This summer, three Neosho High School students will have the chance to explore their artistic talents at the Missouri Fine Arts Academy.
Elizabeth Armstrong, Elizabeth Aguillon-Langley and Alex Williams are among 120 students statewide who were selected to attend the three-week academy held at Missouri State University in Springfield.
The academy runs June 9 through June 29, and all students who complete the course will receive three college credit hours.
Wendy Linton, Neosho High School sophomore counselor, said being accepted into the academy is an honor for the students.
"All of Neosho can be proud of that," Linton said. "They'll get to be around students from all over the state of Missouri, this is the best of the best."
The students were each nominated by a teacher, however, the application process didn't end there.
Students were expected to submit a sample of their talent, on video or CD recording, and submit an essay.
Linton said the selection process also takes into consideration the students' grades.
"It's not just talent they're looking at their grades too, to make sure that they're the type of student who can handle some dialogue and interaction and be able to stretch their imaginations and creativity," Linton said.
Elizabeth Armstrong, a sophomore who has been involved in theatre since the eighth grade, said she became interested in the performing arts after watching her sister's involvement with the high school drama department.
She says the application process and acceptance into the arts academy have helped her through an especially difficult time.
"It was an incredible honor just to be recommended, but it was also kind of a saving grace for me," Armstrong said. "The application time was also during the time I lost my father this year, and it really helped me get through that, to just keep working and to know that I was doing this not only for myself but also for him, and for the drama department and for my teacher Ms. (Linda) Nielsen."
Armstrong said she is interested in musical theatre and plans to study a mix of music and drama while at the academy.
Joining Armstrong at the arts academy will be sophomore Elizabeth Aguillon-Langley, who was nominated for her dancing abilities.
"My mom always wanted me to dance because my dad danced," Aguillon-Langley said. "She put me in it and I loved it."
She said she isn't sure what to expect from the arts academy, but suspects it may be similar to an intensive day of dance she attended at an Oklahoma City college recently.
"It was really hard but also really fun, so I guess it will be like that," Aguillon-Langley said. "It just boosts my confidence because being selected for this was a really big honor and to know that they think that I'm a great dancer is good."
Page 2 of 2 - Also attending the arts academy will be junior Alex Williams.
Williams, a member of the Neosho High School orchestra, will be attending the academy to study music composition.
He says his love of music started early. He began playing the cello in the sixth grade, and has since learned to write music.

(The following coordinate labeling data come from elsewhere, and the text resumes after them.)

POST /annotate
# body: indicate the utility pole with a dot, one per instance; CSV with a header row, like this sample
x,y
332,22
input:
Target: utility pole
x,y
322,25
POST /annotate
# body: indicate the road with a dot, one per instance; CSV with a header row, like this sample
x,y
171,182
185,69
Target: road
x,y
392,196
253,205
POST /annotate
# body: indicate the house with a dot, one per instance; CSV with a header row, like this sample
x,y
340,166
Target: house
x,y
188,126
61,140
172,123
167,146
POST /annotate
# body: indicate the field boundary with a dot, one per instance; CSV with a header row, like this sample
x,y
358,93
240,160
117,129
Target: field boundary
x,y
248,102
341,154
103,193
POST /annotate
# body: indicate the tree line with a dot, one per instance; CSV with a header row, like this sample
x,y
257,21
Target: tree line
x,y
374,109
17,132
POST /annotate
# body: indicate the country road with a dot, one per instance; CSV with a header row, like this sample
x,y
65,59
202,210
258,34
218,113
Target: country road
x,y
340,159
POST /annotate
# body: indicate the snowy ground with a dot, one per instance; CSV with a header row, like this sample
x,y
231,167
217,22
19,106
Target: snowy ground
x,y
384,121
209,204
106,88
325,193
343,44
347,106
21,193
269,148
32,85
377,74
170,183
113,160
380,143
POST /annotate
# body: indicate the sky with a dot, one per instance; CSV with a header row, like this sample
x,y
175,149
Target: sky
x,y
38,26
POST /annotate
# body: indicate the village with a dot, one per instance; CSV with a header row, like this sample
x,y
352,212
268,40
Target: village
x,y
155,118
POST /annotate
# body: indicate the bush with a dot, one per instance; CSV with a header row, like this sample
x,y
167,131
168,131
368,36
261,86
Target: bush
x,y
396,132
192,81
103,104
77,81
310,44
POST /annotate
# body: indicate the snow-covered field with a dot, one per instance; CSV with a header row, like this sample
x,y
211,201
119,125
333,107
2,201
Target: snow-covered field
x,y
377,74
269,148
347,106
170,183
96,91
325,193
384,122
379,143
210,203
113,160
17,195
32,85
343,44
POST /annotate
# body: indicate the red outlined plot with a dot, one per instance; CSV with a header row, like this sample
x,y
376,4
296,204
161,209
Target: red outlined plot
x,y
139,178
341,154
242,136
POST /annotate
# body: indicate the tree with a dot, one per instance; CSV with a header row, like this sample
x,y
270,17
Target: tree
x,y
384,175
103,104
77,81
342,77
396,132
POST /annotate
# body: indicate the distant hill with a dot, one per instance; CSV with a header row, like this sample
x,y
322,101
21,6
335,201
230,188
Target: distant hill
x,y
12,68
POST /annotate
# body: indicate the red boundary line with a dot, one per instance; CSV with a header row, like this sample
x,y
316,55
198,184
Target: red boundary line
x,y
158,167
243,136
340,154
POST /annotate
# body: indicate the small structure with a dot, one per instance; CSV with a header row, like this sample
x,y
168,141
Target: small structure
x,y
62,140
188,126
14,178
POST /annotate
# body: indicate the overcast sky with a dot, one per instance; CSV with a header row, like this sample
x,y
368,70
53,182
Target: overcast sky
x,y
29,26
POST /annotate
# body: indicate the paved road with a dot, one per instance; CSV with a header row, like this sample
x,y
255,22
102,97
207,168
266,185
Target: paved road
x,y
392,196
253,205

"I wanted to try out for violin but I made a disgusting sound on that instrument," Williams said. "So, I went down the instrument line and I found out that I really like playing the cello."
He said once he got into orchestra he had a music composition assignment that sparked his interest in writing music.
"I've kind of built off that and just throughout the years I've come up with these random melodies," Williams said. "I'd be taking a shower or even washing my dog and I'd be coming up with these crazy melodies and I'd write them down on this little note card."
Last fall, the NHS orchestra performed music written by Williams at the Neosho Civic, with him conducting them.
"It was an amazing experience to stand in front of an orchestra and conduct it," Williams said.
Though they are each focusing on separate areas of study, the three students have made plans to join together for one course while at the academy. Armstrong said the three Wildcats will be taking a wind dancing class as an extracurricular.
Though their primary focuses differ, Armstrong said she believes the students can gain something valuable from any form of art.
"I've noticed, in not only theater but all forms of art, they not only help you grow as a performer but also teach you more about yourself," she said.
While the arts academy was formerly a state sponsored program, it is now funded through program fees, endowments, scholarships, and private donations.